On the question, that the Report of the Committee be received,

Mr. Brand

rose and observed, that, according to the standing order of their House, new notices ought to have been given to those individuals who had signified their consent to the cutting of this canal. The present was a Bill to amend a former Bill passed in the last session; but the amendments were of a description that wholly altered the original Act. It totally changed and varied the line of the canal; and it became a question for consideration, whether those who had assented to the first plan, were bound to consent to the second; he should therefore move, that the Report be received this day six months.

After a few words from Mr. Western and Mr.

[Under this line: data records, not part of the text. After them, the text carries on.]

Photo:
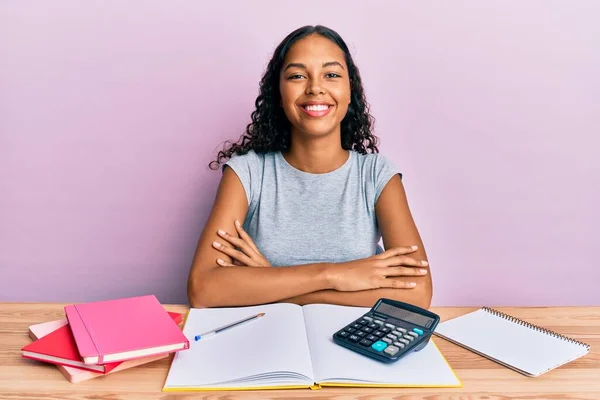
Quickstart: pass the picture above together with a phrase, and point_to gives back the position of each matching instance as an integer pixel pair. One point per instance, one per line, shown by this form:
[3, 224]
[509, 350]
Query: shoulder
[376, 164]
[377, 170]
[249, 159]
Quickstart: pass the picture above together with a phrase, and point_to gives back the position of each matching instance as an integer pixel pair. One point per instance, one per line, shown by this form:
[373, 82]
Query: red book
[58, 347]
[123, 329]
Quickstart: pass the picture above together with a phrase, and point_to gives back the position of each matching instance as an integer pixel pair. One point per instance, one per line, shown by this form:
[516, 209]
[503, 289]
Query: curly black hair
[270, 128]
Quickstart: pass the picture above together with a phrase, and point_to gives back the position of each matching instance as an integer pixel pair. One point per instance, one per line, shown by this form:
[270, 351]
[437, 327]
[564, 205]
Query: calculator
[389, 331]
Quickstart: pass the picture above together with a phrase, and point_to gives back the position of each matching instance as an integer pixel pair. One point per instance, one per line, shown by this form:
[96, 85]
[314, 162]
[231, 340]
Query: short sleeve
[246, 168]
[384, 169]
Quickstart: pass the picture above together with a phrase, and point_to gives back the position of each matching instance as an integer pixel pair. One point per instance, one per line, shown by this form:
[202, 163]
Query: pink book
[123, 329]
[75, 375]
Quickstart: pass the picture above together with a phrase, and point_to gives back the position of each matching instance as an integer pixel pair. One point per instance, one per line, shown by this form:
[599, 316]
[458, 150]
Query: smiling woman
[312, 193]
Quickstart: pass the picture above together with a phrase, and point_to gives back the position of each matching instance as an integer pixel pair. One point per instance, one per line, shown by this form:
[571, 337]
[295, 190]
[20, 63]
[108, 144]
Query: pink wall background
[111, 111]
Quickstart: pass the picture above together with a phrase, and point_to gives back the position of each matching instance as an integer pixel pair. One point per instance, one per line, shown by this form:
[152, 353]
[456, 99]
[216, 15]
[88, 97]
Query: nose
[314, 87]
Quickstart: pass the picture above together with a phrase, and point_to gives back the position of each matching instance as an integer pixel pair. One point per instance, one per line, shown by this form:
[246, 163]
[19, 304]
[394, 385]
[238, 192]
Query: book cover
[123, 329]
[75, 375]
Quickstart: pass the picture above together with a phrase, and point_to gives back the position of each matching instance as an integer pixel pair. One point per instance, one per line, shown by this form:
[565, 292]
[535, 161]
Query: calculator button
[379, 345]
[391, 350]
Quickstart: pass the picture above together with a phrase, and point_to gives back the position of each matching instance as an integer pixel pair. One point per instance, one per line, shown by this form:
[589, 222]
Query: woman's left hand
[248, 255]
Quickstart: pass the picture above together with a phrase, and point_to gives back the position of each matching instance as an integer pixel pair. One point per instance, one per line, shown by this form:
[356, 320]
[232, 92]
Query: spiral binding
[534, 327]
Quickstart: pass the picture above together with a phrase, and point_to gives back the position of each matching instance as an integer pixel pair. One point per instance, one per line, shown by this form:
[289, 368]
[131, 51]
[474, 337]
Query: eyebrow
[325, 65]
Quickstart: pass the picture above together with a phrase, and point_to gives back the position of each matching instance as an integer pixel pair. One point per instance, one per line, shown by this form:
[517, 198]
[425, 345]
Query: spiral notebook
[509, 341]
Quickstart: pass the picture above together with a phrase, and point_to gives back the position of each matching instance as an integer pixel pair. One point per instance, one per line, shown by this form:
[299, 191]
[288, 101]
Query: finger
[245, 236]
[224, 263]
[405, 260]
[403, 271]
[396, 251]
[397, 284]
[233, 253]
[237, 242]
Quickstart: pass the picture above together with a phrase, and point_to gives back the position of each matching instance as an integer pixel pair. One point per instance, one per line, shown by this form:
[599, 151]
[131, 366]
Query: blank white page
[270, 351]
[510, 342]
[336, 364]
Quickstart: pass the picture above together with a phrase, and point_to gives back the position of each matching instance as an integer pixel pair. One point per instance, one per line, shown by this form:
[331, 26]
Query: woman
[312, 194]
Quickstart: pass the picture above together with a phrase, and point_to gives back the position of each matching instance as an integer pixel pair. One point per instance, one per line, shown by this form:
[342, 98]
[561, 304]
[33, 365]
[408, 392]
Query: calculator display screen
[405, 315]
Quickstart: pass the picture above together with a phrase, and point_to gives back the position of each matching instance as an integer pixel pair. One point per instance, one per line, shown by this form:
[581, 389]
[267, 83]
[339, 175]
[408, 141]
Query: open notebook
[516, 344]
[291, 347]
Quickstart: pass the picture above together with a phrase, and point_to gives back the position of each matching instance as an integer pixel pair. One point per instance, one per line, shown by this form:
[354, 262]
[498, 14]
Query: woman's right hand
[374, 272]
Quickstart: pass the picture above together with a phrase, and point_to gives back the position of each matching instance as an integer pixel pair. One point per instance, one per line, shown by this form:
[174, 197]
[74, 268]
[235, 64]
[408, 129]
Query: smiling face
[315, 86]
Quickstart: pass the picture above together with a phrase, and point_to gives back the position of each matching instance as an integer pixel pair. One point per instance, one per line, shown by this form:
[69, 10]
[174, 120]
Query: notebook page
[272, 350]
[334, 363]
[521, 347]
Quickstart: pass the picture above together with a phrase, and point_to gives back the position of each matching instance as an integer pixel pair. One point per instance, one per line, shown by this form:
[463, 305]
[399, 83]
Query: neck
[316, 155]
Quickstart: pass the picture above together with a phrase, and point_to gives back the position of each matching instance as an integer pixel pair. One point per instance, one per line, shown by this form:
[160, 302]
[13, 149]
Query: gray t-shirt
[295, 217]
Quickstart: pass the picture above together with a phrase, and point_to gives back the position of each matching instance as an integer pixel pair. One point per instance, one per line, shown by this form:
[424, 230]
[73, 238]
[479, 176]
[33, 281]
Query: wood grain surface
[482, 379]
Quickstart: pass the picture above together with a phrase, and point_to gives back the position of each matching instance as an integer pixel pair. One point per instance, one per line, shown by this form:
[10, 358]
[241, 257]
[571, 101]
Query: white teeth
[317, 107]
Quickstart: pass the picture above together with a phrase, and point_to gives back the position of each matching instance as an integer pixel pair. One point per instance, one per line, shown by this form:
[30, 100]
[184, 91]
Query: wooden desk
[482, 379]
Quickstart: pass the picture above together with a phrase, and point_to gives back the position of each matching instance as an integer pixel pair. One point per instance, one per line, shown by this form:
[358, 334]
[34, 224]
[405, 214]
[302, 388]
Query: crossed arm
[211, 285]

Harvey,

The Speaker

observed, that the question which had been raised by the hon. member was one important to the safety of their own proceedings, and the interests of private property and he therefore wished the attention of the House to be particularly given to it Here was a Bill, founded upon one that had passed last session, but essentially changing its object and character, and which assumed as a principle, that the parties interested in the first were formally bound to consent to the present, though avowedly producing an opposite result from that to which they had originally assented, He could not better illustrate his own conception of the case, than by supposing a canal to be cut, one end of which should terminate at a coal-pit, and the other at a chalk-pit: the persons interested in this undertaking consent to it; but if, afterwards, it were resolved to stop short, and to carry the canal neither to the coal-pit nor the chalk-pit, but only through an intermediate space, it could hardly be assumed, that the parties who had in the first instance agreed to the plan were also consenting to the alteration, when it accomplished neither of the purposes they might be supposed to have in view. Something analogous to this he conceived the present question to be; and it was for the House to consider how they would dispose of it.

Mr. Yorke

said, the House was not correctly in possession of the object of the amended Bill. Its object was, to proceed immediately with part of the work; but it by no means implied that the whole line of canal would not be subsequently cut.

After a few words from Mr. Brand, Mr. S. Lefevre and general Manners,

The Speaker

suggested, that the better way would be to let the Bill proceed through its present stage, and postpone the third reading for eight or ten days; to give the parties time to petition upon the question of the standing order. This proposition was acceded to by Mr. Brand.